The trial will evaluate the percentage change from baseline in serum ALT levels in patients treated with Saroglitazar Magnesium as compared to placebo as the primary endpoint. The change in liver fat content as measured by magnetic resonance imaging will also be compared, along with several other secondary endpoints. This study is one of several EVIDENCES trials conducted to assess the effect of Saroglitazar Magnesium in various populations with NAFLD, including patients with NASH.

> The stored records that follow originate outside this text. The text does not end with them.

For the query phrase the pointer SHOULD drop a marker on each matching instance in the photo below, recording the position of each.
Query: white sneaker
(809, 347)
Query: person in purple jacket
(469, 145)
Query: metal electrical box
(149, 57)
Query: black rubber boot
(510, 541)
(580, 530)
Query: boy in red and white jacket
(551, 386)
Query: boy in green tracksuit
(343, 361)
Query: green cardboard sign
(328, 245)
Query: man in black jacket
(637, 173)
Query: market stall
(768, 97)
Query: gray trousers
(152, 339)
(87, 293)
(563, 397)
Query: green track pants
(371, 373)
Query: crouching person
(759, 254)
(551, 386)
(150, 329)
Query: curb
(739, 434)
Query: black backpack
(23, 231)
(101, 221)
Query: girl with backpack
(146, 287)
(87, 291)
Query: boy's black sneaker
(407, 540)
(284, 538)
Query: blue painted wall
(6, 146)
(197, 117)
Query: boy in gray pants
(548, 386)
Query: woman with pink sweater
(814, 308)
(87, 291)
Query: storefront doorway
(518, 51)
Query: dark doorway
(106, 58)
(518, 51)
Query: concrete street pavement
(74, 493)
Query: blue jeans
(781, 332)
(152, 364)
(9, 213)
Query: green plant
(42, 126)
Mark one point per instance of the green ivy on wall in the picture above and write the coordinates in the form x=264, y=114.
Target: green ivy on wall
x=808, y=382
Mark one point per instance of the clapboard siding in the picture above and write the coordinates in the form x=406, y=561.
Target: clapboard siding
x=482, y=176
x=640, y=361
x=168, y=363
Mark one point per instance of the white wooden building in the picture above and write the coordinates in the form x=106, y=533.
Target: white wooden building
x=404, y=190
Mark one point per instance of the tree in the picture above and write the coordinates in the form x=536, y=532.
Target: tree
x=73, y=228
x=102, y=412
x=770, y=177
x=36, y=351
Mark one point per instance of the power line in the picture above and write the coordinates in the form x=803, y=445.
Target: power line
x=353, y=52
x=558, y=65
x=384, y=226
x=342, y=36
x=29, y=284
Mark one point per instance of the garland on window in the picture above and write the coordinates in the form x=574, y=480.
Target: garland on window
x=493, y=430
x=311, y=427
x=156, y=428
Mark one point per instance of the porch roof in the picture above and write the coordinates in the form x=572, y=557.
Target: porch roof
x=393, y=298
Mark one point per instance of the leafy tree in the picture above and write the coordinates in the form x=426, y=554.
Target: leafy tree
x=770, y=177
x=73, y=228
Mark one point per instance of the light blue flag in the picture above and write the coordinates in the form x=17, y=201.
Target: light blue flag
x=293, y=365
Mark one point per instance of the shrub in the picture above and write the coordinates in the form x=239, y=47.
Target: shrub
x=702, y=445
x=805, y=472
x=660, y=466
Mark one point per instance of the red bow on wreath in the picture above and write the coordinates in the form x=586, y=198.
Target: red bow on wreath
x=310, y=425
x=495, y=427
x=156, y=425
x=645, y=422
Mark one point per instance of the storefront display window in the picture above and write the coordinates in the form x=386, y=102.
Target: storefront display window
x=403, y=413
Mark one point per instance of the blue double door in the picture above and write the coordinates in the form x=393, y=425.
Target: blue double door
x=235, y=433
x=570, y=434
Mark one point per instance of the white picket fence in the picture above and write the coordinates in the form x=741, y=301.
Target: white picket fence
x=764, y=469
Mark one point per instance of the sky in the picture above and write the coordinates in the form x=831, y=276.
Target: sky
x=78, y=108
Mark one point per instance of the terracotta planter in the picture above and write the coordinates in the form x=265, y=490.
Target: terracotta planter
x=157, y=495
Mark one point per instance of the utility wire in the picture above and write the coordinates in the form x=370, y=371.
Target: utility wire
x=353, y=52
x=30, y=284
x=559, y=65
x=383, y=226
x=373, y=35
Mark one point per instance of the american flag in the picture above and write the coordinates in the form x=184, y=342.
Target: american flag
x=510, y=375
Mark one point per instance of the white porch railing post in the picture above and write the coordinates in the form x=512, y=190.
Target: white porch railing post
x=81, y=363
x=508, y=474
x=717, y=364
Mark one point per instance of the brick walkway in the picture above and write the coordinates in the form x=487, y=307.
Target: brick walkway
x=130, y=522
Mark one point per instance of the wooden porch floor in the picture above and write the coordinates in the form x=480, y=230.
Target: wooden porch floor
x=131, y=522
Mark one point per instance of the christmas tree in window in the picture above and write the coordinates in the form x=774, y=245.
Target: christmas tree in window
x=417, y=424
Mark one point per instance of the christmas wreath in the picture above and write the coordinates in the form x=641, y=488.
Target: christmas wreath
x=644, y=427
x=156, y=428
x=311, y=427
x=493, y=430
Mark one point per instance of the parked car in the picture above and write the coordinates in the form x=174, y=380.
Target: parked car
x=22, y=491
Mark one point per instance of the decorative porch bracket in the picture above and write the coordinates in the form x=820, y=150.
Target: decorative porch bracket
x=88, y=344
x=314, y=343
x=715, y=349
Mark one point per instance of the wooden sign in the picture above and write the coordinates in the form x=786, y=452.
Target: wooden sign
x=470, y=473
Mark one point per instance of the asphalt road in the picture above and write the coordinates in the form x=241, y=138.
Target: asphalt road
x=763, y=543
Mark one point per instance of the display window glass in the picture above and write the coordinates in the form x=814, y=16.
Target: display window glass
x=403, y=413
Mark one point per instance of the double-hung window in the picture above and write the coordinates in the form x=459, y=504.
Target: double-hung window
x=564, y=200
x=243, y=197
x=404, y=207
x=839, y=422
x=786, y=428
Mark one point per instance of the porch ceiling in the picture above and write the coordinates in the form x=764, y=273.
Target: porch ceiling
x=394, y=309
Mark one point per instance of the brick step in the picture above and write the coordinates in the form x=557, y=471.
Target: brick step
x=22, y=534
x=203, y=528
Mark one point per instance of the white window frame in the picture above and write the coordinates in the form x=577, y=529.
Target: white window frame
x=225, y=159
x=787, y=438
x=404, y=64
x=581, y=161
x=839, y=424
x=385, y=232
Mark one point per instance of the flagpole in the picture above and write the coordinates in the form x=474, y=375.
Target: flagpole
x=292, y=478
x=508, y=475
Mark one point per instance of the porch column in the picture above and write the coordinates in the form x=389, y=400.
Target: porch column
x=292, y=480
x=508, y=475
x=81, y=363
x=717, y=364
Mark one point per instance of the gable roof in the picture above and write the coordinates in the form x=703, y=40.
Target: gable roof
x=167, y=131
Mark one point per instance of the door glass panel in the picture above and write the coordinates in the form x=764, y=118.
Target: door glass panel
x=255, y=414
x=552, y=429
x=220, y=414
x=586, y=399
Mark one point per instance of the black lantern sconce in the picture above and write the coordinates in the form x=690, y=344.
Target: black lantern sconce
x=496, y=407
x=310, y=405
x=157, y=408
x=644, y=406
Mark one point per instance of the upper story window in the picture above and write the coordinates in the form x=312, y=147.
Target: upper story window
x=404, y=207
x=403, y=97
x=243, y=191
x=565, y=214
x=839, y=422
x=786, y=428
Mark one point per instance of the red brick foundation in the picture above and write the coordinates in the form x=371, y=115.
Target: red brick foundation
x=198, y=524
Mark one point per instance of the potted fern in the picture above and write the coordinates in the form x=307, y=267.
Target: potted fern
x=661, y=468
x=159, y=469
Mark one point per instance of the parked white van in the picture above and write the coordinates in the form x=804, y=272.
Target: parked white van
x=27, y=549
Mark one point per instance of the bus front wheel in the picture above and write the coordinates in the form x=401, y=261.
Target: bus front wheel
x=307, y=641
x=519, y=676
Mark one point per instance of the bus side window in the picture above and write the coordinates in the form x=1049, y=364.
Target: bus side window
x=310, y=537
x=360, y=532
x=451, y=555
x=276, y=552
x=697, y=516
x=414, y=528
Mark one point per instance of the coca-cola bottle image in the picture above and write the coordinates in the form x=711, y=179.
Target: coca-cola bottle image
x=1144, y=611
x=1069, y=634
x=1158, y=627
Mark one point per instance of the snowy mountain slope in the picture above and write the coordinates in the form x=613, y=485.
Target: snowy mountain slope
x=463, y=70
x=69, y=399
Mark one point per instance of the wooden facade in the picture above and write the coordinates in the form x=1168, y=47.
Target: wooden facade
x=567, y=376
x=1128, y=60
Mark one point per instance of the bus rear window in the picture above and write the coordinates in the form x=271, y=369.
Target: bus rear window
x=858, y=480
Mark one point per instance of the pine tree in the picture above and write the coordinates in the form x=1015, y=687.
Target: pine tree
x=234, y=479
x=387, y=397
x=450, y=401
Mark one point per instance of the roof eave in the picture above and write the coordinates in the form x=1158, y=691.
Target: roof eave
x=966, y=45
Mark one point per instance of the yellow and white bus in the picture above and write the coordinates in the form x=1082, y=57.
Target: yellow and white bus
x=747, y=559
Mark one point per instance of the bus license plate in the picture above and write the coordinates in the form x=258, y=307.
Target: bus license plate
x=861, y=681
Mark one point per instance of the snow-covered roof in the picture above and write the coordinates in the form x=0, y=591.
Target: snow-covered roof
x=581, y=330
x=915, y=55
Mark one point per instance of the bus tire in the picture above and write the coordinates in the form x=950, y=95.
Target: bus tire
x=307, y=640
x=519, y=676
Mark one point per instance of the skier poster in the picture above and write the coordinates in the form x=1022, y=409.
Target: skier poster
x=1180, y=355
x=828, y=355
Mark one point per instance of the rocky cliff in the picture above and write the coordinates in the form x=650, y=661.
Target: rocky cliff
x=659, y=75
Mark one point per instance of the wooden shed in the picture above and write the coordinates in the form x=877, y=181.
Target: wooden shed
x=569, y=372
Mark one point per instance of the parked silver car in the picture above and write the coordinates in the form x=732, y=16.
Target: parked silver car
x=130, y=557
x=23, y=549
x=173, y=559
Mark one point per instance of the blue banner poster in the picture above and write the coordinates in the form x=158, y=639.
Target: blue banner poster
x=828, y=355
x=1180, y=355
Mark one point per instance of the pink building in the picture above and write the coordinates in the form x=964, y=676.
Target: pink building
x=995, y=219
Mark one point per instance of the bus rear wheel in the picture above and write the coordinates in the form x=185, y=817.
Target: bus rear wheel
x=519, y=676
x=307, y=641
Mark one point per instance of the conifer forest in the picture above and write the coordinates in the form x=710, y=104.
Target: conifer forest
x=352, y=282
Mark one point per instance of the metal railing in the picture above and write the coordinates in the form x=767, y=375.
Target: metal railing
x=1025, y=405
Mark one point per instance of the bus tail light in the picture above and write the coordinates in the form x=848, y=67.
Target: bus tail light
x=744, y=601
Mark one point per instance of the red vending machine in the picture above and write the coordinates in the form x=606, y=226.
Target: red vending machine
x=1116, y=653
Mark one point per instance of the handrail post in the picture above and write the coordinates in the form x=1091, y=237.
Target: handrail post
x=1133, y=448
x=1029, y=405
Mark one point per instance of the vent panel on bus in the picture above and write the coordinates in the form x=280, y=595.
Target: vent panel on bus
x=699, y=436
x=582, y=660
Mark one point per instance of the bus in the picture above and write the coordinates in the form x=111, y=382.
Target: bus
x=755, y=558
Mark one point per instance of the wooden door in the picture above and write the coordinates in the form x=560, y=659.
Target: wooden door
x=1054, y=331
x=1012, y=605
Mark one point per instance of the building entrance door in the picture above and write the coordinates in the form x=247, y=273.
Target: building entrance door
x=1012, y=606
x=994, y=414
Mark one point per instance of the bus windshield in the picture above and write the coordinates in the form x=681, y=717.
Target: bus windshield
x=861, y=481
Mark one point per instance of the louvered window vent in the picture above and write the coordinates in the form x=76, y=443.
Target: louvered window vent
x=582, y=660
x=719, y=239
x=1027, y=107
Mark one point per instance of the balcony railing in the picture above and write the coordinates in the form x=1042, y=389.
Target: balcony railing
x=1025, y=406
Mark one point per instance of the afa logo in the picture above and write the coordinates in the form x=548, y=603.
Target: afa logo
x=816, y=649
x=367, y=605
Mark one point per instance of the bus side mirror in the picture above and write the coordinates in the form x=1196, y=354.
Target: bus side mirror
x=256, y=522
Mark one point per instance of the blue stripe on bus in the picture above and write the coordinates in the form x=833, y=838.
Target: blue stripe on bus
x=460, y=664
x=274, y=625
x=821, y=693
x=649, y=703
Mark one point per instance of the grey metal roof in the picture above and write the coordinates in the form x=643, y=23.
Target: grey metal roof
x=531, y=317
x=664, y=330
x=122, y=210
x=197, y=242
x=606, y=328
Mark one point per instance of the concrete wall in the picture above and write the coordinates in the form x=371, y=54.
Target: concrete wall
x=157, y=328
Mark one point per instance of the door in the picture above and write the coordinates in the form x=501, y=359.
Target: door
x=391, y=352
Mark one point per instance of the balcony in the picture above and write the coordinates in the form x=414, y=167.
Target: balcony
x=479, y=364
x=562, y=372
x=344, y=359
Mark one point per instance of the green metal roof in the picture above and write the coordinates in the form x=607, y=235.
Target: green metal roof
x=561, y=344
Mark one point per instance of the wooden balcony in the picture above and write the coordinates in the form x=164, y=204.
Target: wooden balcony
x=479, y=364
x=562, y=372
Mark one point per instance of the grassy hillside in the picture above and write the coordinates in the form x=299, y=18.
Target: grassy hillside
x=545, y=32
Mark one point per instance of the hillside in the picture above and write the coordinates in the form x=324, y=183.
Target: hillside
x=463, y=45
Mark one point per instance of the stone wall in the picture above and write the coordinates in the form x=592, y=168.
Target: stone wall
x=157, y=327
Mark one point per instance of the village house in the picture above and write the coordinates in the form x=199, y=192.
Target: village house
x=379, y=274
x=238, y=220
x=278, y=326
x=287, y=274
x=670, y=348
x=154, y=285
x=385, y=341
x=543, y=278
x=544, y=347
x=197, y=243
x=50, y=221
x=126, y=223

Speaking on the development, Pankaj R. Patel, Chairman, Zydus group said, "This is a major milestone in our innovation journey and we hope to report the top line results of this trial by the end of the year. In keeping with our mission of creating healthier, happier communities, we are committed towards developing this drug for millions of patients suffering from NASH, an unmet healthcare need.”
NASH is a significant unmet medical need, with an estimated 6.5 million adults in the United States and five major European countries having advanced NASH. NASH is a progressive disease of the liver. Starting with fat accumulation in liver, this condition can progress to cirrhosis and liver failure. NASH ranks as one of the major causes of cirrhosis in America, behind hepatitis C and alcoholic liver disease. Liver transplantation is the only option for managing advanced cirrhosis with liver failure. There are currently no treatments approved by the U.S. Food and Drug Administration (USFDA) for the treatment of NASH.
Saroglitazar Magnesium is an investigational molecule in USA, undergoing clinical evaluation for the treatment of liver diseases like Nonalcoholic Steatohepatitis (NASH) and Primary Biliary Cholangitis (PBC). Nonclinical studies have demonstrated that Saroglitazar Mg, because of its unique mechanism of engaging PPAR alpha and PPAR gamma, favorably affects all components of NASH including steatosis, ballooning, inflammation and fibrosis.
The trial will evaluate the percentage change from baseline in serum ALT levels in patients treated with Saroglitazar Magnesium as compared to placebo as the primary endpoint.